2
votes

I want to label outliers in a ggplot box plot with the name of the subject for which outlying data were observed.

I have proceeded by creating a simple function to identify outliers:

is_outlier <- function(x) {
  return(x < quantile(x, 0.25) - 1.5 * IQR(x) | x > quantile(x, 0.75) + 1.5 * IQR(x))
}

And then the safe_ifelse workaround to get ifelse to function properly with factors.

safe.ifelse <- function(cond, yes, no) {
  class.y <- class(yes)
  if (class.y == "factor") {
    levels.y = levels(yes)
  }
  X <- ifelse(cond,yes,no)
  if (class.y == "factor") {
    X = as.factor(X)
    levels(X) = levels.y
  } else {
    class(X) <- class.y
  }
  return(X)
}

From here, I have run data through a dplyr pipeline to produce the plot data at https://www.dropbox.com/s/2pcuuclxiqw1va1/data.csv?dl=0

library(dplyr) data<-subset(data,data$variable1!='NA')

p1<-
  data %>%
  group_by(season,location) %>%
  mutate(outlier=safe.ifelse(is_outlier(variable1),subject,as.numeric(NA))) %>%
  ggplot(aes(x=factor(season),y=variable1))+
  geom_boxplot()+         
  facet_wrap(~location,nrow=2)+
  guides(fill=FALSE)+
  geom_text(aes(label=outlier),na.rm=TRUE,hjust=1.5,size=2.5)

While outliers are correctly identified, labeling does not work as it should. Rather than getting subject-specific outlier labels, three levels of the subject factor are printed repeatedly and erroneously (and seemingly randomly).
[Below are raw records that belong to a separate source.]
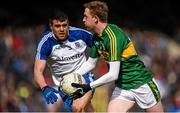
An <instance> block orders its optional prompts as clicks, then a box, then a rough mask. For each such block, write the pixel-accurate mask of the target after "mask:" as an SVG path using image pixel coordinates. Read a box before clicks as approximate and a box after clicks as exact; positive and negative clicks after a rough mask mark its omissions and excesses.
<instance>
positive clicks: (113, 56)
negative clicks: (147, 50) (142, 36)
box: [106, 27, 126, 61]
mask: <svg viewBox="0 0 180 113" xmlns="http://www.w3.org/2000/svg"><path fill="white" fill-rule="evenodd" d="M106 33H107V35H108V38H109V53H110V54H109V61H120V59H121V58H120V57H121V53H122V51H123V49H124V45H125V39H126V35H125V34H124V33H123V32H122V31H121V29H119V28H118V27H112V28H110V27H109V28H107V29H106Z"/></svg>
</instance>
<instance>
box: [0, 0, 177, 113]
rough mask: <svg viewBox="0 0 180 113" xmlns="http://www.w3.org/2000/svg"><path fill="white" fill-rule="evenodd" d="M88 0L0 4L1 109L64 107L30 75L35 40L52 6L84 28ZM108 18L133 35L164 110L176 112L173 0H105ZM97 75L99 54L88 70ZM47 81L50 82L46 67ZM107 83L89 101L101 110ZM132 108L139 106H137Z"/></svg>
mask: <svg viewBox="0 0 180 113" xmlns="http://www.w3.org/2000/svg"><path fill="white" fill-rule="evenodd" d="M88 1H90V0H84V1H83V0H46V1H39V2H38V3H36V2H37V1H30V0H26V1H19V2H18V1H16V2H14V3H12V1H10V0H6V1H5V2H4V3H1V4H0V111H1V112H33V111H37V112H48V111H63V106H59V105H57V106H58V107H57V106H56V105H54V107H52V106H48V105H46V103H45V101H44V98H43V96H42V93H41V90H40V89H39V87H38V86H37V85H36V83H35V82H34V79H33V65H34V57H35V52H36V41H37V39H38V38H39V37H40V35H41V34H42V33H43V32H44V31H45V30H46V29H47V28H48V16H49V14H50V13H51V12H52V11H53V10H54V9H58V10H62V11H64V12H65V13H67V14H68V16H69V20H70V25H72V26H77V27H81V28H83V23H82V16H83V10H84V9H83V6H82V5H83V3H85V2H88ZM104 1H105V2H107V4H108V6H109V10H110V11H109V22H110V23H114V24H117V25H118V26H120V27H121V28H122V29H123V30H124V31H126V32H127V33H128V34H129V36H130V37H131V39H132V40H133V42H134V44H135V46H136V49H137V51H138V53H139V55H140V57H141V59H142V60H143V62H144V63H145V65H146V66H147V67H148V69H149V70H150V71H151V72H152V73H153V75H154V77H155V79H156V80H157V82H158V84H159V86H160V91H161V96H162V102H163V106H164V109H165V111H167V112H180V84H179V83H180V15H179V13H180V11H179V8H178V7H179V5H180V4H179V3H178V2H177V1H170V0H166V1H155V0H151V1H150V0H149V1H147V0H123V1H122V0H104ZM93 72H94V73H95V75H96V78H98V77H100V76H101V75H103V74H104V73H106V72H107V66H106V64H105V63H104V62H103V61H102V60H100V61H99V62H98V63H97V68H96V69H94V70H93ZM45 76H46V81H47V82H48V84H49V85H51V86H53V82H52V79H51V73H50V71H49V70H48V68H47V69H46V72H45ZM112 87H113V83H112V84H108V85H105V86H102V87H99V88H97V90H96V92H95V95H94V97H93V100H92V103H93V105H94V107H95V110H96V111H97V112H106V110H107V103H108V101H109V96H110V94H111V93H110V92H111V89H112ZM133 111H136V112H138V111H143V110H141V109H140V108H138V106H135V107H134V108H133Z"/></svg>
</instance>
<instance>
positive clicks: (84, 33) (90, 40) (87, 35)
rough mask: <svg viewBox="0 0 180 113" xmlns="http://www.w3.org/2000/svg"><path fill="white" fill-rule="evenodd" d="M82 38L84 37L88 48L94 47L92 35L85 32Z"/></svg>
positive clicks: (84, 30)
mask: <svg viewBox="0 0 180 113" xmlns="http://www.w3.org/2000/svg"><path fill="white" fill-rule="evenodd" d="M82 37H83V40H84V41H85V43H86V44H87V46H88V47H91V46H92V33H90V32H88V31H86V30H83V31H82Z"/></svg>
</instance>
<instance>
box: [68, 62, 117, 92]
mask: <svg viewBox="0 0 180 113" xmlns="http://www.w3.org/2000/svg"><path fill="white" fill-rule="evenodd" d="M109 67H110V69H109V72H108V73H106V74H104V75H102V76H101V77H100V78H99V79H97V80H95V81H94V82H91V83H90V84H77V83H72V84H71V85H72V86H73V87H76V88H79V89H82V91H83V92H85V93H86V92H88V91H89V90H91V89H92V88H96V87H98V86H101V85H104V84H107V83H109V82H112V81H114V80H116V79H118V75H119V69H120V61H113V62H109Z"/></svg>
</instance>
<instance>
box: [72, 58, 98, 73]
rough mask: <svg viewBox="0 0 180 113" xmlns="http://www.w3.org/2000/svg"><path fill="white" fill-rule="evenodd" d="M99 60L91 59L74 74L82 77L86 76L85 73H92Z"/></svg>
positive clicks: (96, 59)
mask: <svg viewBox="0 0 180 113" xmlns="http://www.w3.org/2000/svg"><path fill="white" fill-rule="evenodd" d="M97 60H98V58H91V57H89V58H88V60H87V61H86V62H85V63H83V64H82V66H81V67H80V68H79V69H78V70H76V71H75V72H74V73H78V74H80V75H84V74H85V73H87V72H89V71H91V70H92V69H93V68H95V66H96V62H97Z"/></svg>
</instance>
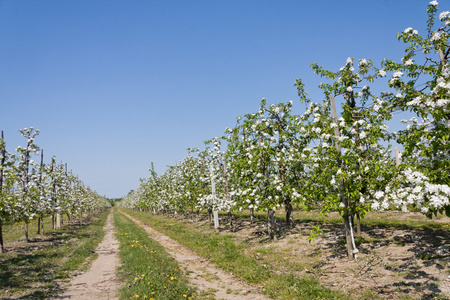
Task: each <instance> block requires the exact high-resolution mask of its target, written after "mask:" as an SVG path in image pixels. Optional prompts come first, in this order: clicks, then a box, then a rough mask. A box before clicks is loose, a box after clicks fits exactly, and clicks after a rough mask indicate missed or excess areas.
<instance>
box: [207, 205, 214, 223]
mask: <svg viewBox="0 0 450 300" xmlns="http://www.w3.org/2000/svg"><path fill="white" fill-rule="evenodd" d="M208 220H209V227H212V226H213V220H212V208H208Z"/></svg>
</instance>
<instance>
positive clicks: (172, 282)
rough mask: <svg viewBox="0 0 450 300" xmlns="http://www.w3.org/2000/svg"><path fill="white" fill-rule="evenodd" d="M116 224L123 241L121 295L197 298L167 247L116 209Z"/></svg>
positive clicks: (117, 231) (127, 297)
mask: <svg viewBox="0 0 450 300" xmlns="http://www.w3.org/2000/svg"><path fill="white" fill-rule="evenodd" d="M114 224H115V226H116V237H117V239H118V240H119V242H120V248H119V257H120V260H121V266H120V267H119V277H120V278H121V281H122V282H124V284H123V285H122V288H121V289H120V290H119V294H120V299H132V298H133V299H170V300H174V299H194V294H195V290H194V289H193V288H190V287H189V285H188V283H187V279H186V278H185V277H184V275H183V272H182V271H181V270H180V267H179V265H178V263H177V261H176V260H175V259H174V258H172V257H171V256H170V255H169V254H168V253H167V252H166V251H165V249H164V247H162V246H161V245H160V244H159V243H157V242H155V241H154V240H152V239H151V238H149V237H148V233H147V232H146V231H145V230H144V229H142V228H140V227H139V226H137V225H136V224H134V223H133V222H132V221H130V220H129V219H128V218H126V217H125V216H123V215H122V214H120V213H119V212H117V211H115V214H114Z"/></svg>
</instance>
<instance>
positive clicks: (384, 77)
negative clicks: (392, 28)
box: [121, 1, 450, 257]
Labeling outliers by their numerical values (i.e. by changing subject to variable1 in the safe_ifelse function) do not cause problems.

I assume I am missing something obvious here - perhaps someone could kindly indicate where I am going wrong?

Thanks, Andreas

1

1 Answers

0
votes

you need to subset your data in geom_text, to show uniquely the text on the outliers.

data <-data %>%
  group_by(season,location) %>%
  mutate(outlier=safe.ifelse(is_outlier(variable1),subject,as.numeric(NA)))

p1 <- data %>%
  ggplot(aes(x=factor(season),y=variable1))+
  geom_boxplot()+         
  facet_wrap(~location,nrow=2)+
  guides(fill=FALSE)+
  geom_text(data = data[!is.na(data$outlier),],aes(label=subject),hjust=1.5,size=2.5)